Abstract
Chronic inflammation of the colon (colitis) is a known risk factor for inflammatory-driven colorectal cancers (id-CRCs), and intestinal microbiota has been implicated in the etiology of id-CRCs. Manipulation of the microbiome is a clinically viable therapeutic approach to limiting id-CRCs. To understand the microbiome changes that occur over time in id-CRCs, we used a mouse model of id-CRCs with the treatment of azoxymethane (AOM) and dextran sodium sulfate (DSS) and measured the microbiome over time. We included cohorts where the microbiome was restored using cage bedding swapping and where the microbiome was depleted using antibiotics to compare to untreated animals.
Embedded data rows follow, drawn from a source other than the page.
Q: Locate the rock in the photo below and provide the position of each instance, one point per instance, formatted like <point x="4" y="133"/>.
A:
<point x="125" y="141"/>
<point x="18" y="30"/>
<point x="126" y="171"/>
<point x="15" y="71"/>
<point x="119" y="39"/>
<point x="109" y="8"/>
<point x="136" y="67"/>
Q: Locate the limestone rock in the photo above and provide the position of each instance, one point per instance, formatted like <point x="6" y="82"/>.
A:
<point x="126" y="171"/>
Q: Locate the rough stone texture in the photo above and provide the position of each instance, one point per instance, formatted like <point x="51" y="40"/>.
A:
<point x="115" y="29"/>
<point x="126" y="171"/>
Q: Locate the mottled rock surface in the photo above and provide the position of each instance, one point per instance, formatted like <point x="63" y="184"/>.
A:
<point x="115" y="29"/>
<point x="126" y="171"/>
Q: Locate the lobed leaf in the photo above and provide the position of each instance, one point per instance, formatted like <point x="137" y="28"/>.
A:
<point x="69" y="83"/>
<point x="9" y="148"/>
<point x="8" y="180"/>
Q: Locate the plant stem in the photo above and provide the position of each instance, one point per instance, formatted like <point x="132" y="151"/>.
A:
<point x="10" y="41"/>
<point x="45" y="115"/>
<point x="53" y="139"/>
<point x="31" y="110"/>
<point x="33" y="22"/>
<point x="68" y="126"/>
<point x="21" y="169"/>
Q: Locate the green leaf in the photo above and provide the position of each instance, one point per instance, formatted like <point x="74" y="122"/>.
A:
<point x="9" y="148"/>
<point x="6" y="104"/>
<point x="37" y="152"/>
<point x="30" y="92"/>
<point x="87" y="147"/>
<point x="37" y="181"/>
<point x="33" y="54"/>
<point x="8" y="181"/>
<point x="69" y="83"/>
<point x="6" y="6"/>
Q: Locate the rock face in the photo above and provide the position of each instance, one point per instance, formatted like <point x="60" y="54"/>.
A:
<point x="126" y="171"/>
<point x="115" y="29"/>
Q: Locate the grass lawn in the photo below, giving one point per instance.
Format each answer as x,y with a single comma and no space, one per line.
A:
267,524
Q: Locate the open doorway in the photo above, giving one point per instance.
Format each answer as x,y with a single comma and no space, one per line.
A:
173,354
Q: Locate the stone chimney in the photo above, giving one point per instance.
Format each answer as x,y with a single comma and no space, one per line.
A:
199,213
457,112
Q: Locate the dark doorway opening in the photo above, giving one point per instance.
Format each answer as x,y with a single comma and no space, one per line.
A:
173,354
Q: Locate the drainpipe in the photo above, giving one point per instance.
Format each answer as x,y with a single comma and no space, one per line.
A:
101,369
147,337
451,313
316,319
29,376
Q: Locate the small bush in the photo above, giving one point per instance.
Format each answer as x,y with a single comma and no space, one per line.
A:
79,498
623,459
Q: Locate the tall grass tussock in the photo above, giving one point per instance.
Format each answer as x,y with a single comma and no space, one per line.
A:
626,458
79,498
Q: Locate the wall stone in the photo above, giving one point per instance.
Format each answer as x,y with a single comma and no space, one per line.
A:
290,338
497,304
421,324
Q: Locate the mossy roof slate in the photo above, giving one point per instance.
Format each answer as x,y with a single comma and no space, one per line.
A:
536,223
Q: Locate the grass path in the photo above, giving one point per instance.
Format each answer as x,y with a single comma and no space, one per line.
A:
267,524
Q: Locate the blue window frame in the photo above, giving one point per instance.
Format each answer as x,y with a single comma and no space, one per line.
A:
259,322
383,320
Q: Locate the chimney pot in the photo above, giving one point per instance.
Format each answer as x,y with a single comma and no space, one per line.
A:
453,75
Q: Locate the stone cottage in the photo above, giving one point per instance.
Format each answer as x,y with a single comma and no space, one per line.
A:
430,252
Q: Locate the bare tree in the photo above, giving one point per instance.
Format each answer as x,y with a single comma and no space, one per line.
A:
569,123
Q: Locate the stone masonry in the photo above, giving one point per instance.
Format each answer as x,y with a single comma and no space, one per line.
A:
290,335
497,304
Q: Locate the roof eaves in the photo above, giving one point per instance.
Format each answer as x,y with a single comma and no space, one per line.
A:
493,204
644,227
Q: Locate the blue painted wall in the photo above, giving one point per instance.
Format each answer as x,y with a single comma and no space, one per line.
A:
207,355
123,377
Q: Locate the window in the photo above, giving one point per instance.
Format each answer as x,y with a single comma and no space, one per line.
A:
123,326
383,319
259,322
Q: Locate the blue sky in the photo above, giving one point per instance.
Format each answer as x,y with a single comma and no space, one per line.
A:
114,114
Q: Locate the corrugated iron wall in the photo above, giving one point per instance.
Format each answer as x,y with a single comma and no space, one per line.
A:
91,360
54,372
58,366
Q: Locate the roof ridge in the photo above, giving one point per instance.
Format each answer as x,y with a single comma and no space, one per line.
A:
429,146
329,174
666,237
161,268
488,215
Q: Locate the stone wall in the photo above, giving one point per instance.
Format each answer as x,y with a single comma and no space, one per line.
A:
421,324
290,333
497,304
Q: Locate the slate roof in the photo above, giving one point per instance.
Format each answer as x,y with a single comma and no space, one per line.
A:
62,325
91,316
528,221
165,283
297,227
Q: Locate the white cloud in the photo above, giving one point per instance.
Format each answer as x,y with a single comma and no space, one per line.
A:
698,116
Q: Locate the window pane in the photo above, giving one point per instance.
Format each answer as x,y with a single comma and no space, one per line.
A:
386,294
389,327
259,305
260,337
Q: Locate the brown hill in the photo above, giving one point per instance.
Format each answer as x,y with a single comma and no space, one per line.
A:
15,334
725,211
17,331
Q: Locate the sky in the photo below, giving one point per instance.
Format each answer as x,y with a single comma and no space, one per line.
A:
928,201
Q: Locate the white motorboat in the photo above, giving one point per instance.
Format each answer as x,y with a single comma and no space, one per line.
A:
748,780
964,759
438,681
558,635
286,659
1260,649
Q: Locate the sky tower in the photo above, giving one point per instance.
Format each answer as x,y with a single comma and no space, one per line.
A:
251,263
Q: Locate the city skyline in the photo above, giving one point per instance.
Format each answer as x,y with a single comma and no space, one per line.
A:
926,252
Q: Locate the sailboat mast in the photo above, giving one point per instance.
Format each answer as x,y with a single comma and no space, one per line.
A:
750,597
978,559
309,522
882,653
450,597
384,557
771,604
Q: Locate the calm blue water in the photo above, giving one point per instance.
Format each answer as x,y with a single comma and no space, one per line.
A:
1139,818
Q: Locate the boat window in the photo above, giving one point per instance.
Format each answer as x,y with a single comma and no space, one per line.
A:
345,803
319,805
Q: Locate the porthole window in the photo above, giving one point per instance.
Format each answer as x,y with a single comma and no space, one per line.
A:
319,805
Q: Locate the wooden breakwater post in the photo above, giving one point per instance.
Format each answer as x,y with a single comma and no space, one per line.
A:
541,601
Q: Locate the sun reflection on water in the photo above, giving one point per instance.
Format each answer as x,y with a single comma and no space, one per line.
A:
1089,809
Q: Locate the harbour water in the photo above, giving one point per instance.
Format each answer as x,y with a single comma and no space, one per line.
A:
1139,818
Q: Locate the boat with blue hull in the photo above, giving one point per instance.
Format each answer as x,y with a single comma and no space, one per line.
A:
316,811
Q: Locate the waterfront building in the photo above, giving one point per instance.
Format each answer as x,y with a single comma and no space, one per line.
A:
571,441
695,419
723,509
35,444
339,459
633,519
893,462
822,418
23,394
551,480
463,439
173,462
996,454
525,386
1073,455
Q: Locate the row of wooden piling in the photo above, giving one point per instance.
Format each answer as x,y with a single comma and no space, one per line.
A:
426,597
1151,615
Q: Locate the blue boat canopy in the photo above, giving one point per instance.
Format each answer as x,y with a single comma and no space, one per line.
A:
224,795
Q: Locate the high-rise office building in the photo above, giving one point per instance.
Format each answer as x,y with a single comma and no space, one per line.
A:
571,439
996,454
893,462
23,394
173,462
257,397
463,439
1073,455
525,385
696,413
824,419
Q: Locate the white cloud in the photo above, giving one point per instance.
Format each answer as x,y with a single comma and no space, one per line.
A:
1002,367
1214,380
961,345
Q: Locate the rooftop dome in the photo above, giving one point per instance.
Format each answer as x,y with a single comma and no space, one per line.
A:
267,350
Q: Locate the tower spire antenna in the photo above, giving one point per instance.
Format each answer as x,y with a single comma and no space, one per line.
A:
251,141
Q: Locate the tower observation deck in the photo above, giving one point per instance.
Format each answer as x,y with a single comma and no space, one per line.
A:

We identified consistent increases in Akkermansia in mice receiving horizontal microbiome transfer (HMT) via cage bedding swapping, while the control cohort had consistent longitudinal increases in Anaeroplasma and Alistipes. Additionally, fecal lipocalin-2 (Lcn-2), a marker of intestinal inflammation, was elevated in unrestored animals compared to restored and antibiotic-treated counterparts following HMT. These observations suggest a potential role for Akkermansia, Anaeroplasma, and Alistipes in regulating colonic inflammation in id-CRCs.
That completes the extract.